[英]Python multiprocess Process never terminates
我下面的例程獲取urllib2.Requests的列表,並為每個請求生成一個新進程並將其觸發。 目的是為了實現異步速度,因此一勞永逸(無需響應)。 問題在於,以下代碼中產生的進程永遠不會終止。 因此,經過幾次這些操作之后,OOM就會消失了。 上下文:Django Web應用程序。 有什么幫助嗎?
MP_CONCURRENT = int(multiprocessing.cpu_count()) * 2
if MP_CONCURRENT < 2: MP_CONCURRENT = 2
MPQ = multiprocessing.JoinableQueue(MP_CONCURRENT)
def request_manager(req_list):
try:
# put request list in the queue
for req in req_list:
MPQ.put(req)
# call processes on queue
worker = multiprocessing.Process(target=process_request, args=(MPQ,))
worker.daemon = True
worker.start()
# move on after queue is empty
MPQ.join()
except Exception, e:
logging.error(traceback.print_exc())
# prcoess requests in queue
def process_request(MPQ):
try:
while True:
req = MPQ.get()
dr = urllib2.urlopen(req)
MPQ.task_done()
except Exception, e:
logging.error(traceback.print_exc())
也許我說的不對,但是
MP_CONCURRENT = int(multiprocessing.cpu_count()) * 2
if MP_CONCURRENT < 2: MP_CONCURRENT = 2
MPQ = multiprocessing.JoinableQueue(MP_CONCURRENT)
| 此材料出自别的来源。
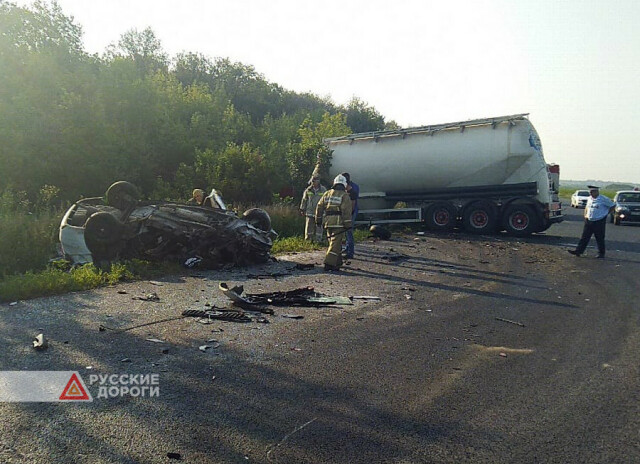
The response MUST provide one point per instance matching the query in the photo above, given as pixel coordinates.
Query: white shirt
(597, 208)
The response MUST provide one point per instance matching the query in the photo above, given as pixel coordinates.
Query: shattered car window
(124, 228)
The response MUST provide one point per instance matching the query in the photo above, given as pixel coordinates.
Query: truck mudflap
(553, 213)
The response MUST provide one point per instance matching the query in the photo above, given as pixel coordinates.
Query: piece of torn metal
(148, 297)
(121, 226)
(304, 296)
(304, 267)
(40, 343)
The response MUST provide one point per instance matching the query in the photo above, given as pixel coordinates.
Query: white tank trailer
(483, 175)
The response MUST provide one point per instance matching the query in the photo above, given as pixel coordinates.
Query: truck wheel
(101, 232)
(441, 216)
(258, 218)
(479, 218)
(519, 220)
(122, 195)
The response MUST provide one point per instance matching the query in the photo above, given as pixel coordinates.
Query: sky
(573, 65)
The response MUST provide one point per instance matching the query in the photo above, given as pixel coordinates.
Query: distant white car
(579, 198)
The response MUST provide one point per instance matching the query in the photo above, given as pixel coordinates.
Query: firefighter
(334, 213)
(310, 199)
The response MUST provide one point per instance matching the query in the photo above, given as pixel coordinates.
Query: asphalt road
(434, 372)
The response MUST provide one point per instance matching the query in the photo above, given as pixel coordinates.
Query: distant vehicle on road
(120, 226)
(627, 207)
(579, 198)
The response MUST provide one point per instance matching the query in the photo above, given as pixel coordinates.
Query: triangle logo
(75, 390)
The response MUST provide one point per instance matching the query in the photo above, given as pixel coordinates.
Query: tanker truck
(482, 175)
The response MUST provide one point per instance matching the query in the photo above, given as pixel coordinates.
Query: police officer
(310, 199)
(334, 212)
(595, 220)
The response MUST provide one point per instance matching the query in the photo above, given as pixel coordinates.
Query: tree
(303, 156)
(363, 118)
(143, 48)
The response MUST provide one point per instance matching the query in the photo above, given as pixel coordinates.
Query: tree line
(71, 122)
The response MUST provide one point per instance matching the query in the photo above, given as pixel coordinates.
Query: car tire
(122, 195)
(479, 218)
(441, 216)
(258, 218)
(519, 220)
(102, 231)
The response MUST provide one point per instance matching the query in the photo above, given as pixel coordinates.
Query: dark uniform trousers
(592, 228)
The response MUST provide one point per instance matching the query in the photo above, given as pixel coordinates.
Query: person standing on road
(354, 192)
(595, 220)
(334, 212)
(310, 199)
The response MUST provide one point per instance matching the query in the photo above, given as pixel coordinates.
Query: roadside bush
(28, 241)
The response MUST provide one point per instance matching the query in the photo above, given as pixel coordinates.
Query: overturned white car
(120, 226)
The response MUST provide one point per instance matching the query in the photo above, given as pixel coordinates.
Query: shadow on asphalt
(195, 415)
(430, 266)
def request_manager(req_list):
try:
# put request list in the queue
pool=[]
for req in req_list:
MPQ.put(req)
# call processes on queue
worker = multiprocessing.Process(target=process_request, args=(MPQ,))
worker.daemon = True
worker.start()
pool.append(worker)
# move on after queue is empty
MPQ.join()
# Close not needed processes
for p in pool: p.terminate()
except Exception, e:
logging.error(traceback.print_exc())
# prcoess requests in queue
def process_request(MPQ):
try:
while True:
req = MPQ.get()
dr = urllib2.urlopen(req)
MPQ.task_done()
except Exception, e:
logging.error(traceback.print_exc())
MP_CONCURRENT = int(multiprocessing.cpu_count()) * 2
if MP_CONCURRENT < 2: MP_CONCURRENT = 2
MPQ = multiprocessing.JoinableQueue(MP_CONCURRENT)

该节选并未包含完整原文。